The size of the audiovisual industry in Finland is €2.6 billion ($2.8 bilion) annually, including a €240 million ($259 million) turnover from film and TV productions, she added, saying that “we think that can be doubled in three years, when the effects of the incentive programme have caught on.”

The goal of the Tekes-Finnish Fund – a “consumer-oriented and competitive service, which is the result of several years of research,” said Salonen – “is obviously to increase the number of international productions and investment in Finland, to enhance the growth of the Finnish audiovisual industry, and also to benefit related business areas, such as travel,” she concluded.

The new scheme offers a cash rebate of up to 25% on expenditure in Finland for feature films, fiction series, animated productions and documentaries, provided they meet certain financial and artistic criteria , among others minimum budgets and minimum spend in Finland, and that a Finnish co-producer or production service is involved.

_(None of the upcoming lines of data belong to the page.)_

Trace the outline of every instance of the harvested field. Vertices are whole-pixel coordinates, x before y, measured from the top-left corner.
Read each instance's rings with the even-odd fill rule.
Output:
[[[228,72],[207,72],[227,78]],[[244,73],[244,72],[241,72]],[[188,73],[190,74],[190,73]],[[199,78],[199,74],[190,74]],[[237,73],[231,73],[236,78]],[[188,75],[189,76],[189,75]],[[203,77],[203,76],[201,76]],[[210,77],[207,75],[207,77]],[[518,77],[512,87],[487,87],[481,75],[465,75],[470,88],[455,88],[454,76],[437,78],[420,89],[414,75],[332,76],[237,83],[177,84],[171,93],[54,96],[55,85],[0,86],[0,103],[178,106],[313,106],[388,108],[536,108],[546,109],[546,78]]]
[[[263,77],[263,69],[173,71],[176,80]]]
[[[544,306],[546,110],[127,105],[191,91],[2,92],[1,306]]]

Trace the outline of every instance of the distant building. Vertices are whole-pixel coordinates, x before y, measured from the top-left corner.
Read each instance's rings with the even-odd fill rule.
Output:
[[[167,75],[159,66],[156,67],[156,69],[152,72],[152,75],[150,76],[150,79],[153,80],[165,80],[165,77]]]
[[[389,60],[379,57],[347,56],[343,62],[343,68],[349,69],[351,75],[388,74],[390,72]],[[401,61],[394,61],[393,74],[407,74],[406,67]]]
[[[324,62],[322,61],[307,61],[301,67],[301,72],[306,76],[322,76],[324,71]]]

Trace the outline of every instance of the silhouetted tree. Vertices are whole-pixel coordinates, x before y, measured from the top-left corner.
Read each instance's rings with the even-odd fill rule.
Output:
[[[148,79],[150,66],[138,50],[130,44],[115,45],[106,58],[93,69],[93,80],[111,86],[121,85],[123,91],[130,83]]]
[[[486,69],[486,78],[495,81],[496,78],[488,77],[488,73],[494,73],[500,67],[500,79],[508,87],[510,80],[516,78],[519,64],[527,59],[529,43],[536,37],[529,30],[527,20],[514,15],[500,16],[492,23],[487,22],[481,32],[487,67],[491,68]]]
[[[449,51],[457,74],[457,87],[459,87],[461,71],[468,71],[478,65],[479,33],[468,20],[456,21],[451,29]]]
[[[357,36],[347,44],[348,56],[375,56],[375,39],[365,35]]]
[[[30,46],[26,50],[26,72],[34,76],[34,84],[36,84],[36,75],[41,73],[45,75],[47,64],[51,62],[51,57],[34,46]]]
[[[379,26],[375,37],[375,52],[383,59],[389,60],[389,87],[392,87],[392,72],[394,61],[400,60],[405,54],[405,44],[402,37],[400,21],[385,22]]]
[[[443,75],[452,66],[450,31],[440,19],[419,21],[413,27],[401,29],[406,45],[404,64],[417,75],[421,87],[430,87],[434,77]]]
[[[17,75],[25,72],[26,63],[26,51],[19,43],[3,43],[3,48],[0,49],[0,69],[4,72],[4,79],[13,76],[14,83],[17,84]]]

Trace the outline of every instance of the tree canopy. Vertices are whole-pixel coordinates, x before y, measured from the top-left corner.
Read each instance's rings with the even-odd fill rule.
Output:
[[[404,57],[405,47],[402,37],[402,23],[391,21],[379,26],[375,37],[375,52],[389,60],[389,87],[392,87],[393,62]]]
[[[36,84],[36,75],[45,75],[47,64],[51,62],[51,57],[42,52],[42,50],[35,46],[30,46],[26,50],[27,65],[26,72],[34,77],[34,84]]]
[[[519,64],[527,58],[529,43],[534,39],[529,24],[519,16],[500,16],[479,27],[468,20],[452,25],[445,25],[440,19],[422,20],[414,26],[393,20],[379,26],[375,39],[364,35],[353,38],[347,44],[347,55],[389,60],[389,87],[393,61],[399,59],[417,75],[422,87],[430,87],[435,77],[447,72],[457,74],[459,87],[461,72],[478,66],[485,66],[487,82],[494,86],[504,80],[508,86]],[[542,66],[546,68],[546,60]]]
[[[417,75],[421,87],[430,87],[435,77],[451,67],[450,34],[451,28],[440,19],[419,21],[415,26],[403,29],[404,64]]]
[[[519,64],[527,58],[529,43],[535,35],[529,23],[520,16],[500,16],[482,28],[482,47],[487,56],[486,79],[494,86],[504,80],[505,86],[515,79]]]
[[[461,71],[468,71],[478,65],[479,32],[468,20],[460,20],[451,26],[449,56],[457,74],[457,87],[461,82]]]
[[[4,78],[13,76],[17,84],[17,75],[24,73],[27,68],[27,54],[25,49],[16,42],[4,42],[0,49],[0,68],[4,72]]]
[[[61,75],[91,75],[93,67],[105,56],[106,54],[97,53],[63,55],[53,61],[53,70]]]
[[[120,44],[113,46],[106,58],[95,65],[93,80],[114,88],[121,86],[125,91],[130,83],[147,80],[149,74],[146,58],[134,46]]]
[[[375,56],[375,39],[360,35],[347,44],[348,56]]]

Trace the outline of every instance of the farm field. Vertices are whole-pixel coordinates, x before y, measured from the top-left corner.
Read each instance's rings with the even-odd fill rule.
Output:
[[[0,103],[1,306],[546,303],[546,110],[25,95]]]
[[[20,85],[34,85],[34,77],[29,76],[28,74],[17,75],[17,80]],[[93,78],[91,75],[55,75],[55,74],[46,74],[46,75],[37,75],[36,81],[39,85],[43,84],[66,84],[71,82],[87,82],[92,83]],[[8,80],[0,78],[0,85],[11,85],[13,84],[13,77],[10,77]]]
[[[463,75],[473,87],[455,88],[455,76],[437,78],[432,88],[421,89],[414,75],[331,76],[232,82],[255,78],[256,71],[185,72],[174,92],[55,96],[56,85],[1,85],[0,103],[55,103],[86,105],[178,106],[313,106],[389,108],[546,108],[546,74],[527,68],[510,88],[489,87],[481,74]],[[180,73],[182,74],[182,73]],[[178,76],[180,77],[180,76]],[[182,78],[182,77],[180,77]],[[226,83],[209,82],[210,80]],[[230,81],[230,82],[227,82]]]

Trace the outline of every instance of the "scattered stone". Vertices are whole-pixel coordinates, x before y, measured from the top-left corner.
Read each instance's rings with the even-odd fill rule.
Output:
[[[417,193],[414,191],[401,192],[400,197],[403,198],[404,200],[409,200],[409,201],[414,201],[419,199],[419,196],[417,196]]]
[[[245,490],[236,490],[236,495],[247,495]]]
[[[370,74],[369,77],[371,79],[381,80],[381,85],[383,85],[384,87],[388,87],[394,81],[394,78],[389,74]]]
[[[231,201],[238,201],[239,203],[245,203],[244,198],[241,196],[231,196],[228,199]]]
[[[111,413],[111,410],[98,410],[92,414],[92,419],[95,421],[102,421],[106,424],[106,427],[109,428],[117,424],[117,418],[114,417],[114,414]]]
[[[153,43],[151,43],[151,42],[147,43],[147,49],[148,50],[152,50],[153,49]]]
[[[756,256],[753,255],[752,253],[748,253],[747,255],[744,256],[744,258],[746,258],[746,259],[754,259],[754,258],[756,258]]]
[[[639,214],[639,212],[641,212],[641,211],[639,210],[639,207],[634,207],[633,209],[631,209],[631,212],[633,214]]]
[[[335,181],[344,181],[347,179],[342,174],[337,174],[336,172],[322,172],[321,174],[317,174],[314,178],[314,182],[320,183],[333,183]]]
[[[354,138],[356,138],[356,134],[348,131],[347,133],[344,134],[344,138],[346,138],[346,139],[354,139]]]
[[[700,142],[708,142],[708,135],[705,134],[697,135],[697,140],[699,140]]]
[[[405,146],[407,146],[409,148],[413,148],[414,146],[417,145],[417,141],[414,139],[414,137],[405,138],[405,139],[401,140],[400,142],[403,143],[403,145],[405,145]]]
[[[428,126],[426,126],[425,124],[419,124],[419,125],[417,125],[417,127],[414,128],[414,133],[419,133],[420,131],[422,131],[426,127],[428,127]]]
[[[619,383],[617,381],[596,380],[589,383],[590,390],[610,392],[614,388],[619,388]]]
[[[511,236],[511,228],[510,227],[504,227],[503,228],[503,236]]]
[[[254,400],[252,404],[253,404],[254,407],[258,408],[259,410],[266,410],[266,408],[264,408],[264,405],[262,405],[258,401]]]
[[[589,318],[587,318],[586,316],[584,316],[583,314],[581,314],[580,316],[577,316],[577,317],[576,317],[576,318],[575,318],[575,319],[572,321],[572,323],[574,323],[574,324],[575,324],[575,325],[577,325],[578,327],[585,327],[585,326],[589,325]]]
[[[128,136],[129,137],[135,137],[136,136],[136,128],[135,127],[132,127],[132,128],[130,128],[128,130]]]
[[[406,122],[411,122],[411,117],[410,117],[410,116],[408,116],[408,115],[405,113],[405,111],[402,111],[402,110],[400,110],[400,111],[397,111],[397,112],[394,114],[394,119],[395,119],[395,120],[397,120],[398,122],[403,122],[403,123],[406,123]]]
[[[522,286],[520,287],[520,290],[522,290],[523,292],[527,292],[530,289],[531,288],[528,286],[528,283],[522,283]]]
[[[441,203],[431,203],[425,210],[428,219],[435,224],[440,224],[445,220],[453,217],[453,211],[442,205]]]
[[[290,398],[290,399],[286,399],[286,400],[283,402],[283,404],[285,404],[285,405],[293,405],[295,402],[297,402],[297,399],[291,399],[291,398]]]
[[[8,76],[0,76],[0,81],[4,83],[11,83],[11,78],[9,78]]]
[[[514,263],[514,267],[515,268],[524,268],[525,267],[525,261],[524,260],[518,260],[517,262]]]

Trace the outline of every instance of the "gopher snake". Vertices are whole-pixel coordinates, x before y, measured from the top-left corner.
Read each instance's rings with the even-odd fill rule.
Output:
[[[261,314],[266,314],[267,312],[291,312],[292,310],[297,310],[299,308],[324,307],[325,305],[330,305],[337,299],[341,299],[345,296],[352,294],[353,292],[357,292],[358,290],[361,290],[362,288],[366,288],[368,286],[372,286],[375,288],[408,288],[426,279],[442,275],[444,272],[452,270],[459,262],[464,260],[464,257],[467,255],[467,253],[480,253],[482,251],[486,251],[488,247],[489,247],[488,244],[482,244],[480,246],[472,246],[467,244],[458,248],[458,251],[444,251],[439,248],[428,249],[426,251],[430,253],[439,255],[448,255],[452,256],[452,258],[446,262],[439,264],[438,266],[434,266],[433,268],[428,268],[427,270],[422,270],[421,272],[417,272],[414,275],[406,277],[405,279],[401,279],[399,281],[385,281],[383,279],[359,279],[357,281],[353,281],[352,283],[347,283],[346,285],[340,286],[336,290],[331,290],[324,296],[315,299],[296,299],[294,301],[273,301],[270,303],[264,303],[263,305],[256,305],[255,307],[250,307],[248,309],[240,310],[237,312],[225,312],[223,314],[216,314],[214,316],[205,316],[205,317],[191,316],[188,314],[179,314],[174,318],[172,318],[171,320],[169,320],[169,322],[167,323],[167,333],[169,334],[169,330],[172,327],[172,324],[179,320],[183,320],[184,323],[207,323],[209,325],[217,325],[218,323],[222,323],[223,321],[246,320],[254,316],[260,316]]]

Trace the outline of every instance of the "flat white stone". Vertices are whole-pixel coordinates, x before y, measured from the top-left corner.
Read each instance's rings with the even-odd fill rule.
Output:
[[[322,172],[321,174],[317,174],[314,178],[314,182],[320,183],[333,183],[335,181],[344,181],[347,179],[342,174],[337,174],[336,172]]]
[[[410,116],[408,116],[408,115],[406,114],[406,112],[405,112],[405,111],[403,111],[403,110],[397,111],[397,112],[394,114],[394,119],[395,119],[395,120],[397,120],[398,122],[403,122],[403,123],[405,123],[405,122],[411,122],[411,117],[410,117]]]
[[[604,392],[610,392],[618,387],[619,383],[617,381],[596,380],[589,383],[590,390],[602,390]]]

Incoming productions, which will either be fully or partly shot in Finland, must use local artistic expertise – such as narration or direction, acting, production design, or some other creative role. Finnish locations or depicting Finnish life and culture are also qualifying criteria. They need a distribution agreement for at least one platform or territory.

Last year, Iceland increased its cash rebate for international productions from 20% to 25%, while Norway spent $5.3 million on its first incentive programme. In Norway one of the results was that the U.K.’s Working Title and Hollywood’s Universal Pictures shot Swedish director Tomas Alfredson’s “The Snowman,” from Norwegian author Jo Nesbø’s novel, on Norwegian locations.